Merci pour l'aide qui sera fournie.

----------

## kwenspc

 *Benkkei wrote:*   

> 
> 
> Je me demande si à force d'avoir fais confiance à la sécurité linux" je n'ai pas choppé une crasse quelque part et qu'un proces se cache sur mon pc.
> 
> 

 

Faudra m'expliquer le lien direct entre sécurité et comportement suspect du cpu.

Avant de tirer des conclusions hâtives, cherches du côté de la config de ton noyau, etc... Bien souvent le problème se situe là, et uniquement là.

----------

## Benkkei

 *kwenspc wrote:*   

>  *Benkkei wrote:*   
> 
> Je me demande si à force d'avoir fais confiance à la sécurité linux" je n'ai pas choppé une crasse quelque part et qu'un proces se cache sur mon pc.
> 
>  
> ...

 

Et bien qu'un vilain monsieur et placer je ne sais quel backdoor ou maware sur mon pc et se sert de mes ressources matérielles pour faire je ne sais quoi (scan de port, reqêtes diverses et variées, DDOS,...)

 *kwenspc wrote:*   

> 
> 
> Avant de tirer des conclusions hâtives, cherches du côté de la config de ton noyau, etc... Bien souvent le problème se situe là, et uniquement là.

 

Si au moins tu me dirais par ou chercher ....  :Smile: 

----------

## El_Goretto

Et si jamais tu veux voir un processus trop rapide, je me suis déjà posé la question, et pour çà j'ai utilisé atop.
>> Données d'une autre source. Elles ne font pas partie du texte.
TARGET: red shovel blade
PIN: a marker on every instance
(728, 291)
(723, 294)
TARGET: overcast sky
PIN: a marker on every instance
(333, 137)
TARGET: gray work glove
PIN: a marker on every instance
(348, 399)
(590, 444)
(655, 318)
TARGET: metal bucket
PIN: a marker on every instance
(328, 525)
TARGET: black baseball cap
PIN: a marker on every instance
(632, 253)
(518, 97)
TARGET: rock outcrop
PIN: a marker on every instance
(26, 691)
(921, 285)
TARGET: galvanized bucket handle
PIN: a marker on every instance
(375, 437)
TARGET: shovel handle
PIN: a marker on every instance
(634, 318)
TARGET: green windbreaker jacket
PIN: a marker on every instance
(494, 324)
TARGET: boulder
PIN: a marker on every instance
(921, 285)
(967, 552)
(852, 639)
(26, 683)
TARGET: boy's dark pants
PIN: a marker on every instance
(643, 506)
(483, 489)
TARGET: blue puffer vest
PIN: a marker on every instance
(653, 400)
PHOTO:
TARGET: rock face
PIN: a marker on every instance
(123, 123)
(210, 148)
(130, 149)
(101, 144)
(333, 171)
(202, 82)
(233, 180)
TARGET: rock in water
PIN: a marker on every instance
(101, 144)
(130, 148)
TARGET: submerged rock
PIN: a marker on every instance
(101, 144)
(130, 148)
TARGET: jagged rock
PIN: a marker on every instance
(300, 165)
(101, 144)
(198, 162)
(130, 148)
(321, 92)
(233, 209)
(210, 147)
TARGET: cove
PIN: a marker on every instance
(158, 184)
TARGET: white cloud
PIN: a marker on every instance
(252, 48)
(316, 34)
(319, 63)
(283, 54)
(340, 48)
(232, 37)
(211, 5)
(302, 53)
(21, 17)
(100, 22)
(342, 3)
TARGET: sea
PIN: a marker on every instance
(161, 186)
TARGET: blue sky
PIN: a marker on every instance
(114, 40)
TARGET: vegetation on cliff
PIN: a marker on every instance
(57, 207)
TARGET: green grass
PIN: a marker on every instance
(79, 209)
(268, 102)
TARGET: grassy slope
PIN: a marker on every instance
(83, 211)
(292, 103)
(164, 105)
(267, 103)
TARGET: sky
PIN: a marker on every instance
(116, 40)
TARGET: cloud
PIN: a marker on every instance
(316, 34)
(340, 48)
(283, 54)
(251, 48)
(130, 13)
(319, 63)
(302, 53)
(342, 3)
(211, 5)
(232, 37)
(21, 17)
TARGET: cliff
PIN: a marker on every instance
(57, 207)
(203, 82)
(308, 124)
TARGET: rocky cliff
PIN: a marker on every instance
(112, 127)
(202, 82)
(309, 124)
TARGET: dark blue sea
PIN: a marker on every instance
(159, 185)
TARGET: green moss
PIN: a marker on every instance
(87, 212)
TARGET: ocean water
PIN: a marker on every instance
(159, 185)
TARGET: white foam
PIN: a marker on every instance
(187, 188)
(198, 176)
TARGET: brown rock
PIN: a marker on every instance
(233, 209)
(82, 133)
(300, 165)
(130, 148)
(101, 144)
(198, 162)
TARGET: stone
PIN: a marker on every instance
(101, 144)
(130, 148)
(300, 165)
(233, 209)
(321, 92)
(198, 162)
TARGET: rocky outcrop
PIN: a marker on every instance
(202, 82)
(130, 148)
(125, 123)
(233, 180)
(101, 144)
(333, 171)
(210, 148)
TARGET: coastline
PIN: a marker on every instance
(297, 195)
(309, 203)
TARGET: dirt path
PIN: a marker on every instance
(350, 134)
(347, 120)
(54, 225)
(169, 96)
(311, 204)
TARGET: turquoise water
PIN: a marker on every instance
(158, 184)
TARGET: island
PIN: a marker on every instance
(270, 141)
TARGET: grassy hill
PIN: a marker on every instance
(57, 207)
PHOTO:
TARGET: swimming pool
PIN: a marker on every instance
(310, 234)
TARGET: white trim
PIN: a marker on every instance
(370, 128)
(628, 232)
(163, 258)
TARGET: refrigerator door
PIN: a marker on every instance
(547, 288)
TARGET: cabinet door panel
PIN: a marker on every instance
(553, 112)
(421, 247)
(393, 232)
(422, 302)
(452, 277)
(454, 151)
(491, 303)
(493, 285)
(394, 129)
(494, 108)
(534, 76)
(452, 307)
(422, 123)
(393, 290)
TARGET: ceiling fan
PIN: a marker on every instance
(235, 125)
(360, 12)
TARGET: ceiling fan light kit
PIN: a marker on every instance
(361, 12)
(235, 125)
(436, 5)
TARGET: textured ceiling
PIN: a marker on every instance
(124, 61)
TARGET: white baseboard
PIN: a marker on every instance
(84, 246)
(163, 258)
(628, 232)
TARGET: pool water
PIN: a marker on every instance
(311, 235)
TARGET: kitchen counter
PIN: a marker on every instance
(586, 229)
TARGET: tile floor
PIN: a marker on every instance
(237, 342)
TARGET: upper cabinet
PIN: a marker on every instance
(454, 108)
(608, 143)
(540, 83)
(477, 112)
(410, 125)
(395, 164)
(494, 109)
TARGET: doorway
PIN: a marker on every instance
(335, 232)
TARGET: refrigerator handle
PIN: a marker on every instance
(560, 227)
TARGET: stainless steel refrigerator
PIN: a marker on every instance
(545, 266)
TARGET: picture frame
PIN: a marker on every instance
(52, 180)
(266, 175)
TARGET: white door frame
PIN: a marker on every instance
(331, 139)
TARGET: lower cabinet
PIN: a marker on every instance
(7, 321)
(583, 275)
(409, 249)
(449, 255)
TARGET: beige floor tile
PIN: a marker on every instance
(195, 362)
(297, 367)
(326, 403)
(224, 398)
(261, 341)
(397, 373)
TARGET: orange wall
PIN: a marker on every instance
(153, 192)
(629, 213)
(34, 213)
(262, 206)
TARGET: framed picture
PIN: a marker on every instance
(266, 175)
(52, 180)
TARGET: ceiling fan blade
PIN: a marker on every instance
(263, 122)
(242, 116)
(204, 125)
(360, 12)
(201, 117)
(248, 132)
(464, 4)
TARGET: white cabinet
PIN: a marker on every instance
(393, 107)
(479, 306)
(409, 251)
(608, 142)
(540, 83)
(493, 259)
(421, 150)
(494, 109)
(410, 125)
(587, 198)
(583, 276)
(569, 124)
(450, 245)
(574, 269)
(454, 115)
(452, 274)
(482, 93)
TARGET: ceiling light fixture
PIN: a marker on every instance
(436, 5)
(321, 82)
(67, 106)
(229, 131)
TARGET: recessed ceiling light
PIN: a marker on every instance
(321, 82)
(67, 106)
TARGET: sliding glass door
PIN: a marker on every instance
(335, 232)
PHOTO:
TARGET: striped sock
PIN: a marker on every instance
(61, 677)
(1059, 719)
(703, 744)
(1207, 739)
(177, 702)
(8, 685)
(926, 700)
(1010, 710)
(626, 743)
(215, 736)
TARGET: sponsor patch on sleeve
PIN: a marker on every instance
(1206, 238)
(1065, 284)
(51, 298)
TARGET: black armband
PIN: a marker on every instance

+1 avec l'idée de kwenspc, ça pourrait aussi ne pas être un processus "userland" mais un schmurtz côté kernel (mode de fonctionnement d'un driver inadapté, etc).

Après, la question sécurité est toujours légitime, surtout depuis que les malware portables existent  :Smile: 

----------

## Benkkei

Ok pour la théorie du process kernelland qui met la pagaille....

La question est alors: comment je peux l'identifié?

----------

## DuF

 *Benkkei wrote:*   

> Ok pour la théorie du process kernelland qui met la pagaille....
> 
> La question est alors: comment je peux l'identifié?

 

Utilisé une commande de type top (atop a notamment été suggéré plus haut) et rester devant l'écran quelques minutes en ayant le minimum de process démarrés. Vu les symptômes que tu décris il est obligatoire que tu tombes dessus.

Pour diminuer les process potentiels et faciliter l'analyse, démarrer en init 3 est un point de départ.

@+

----------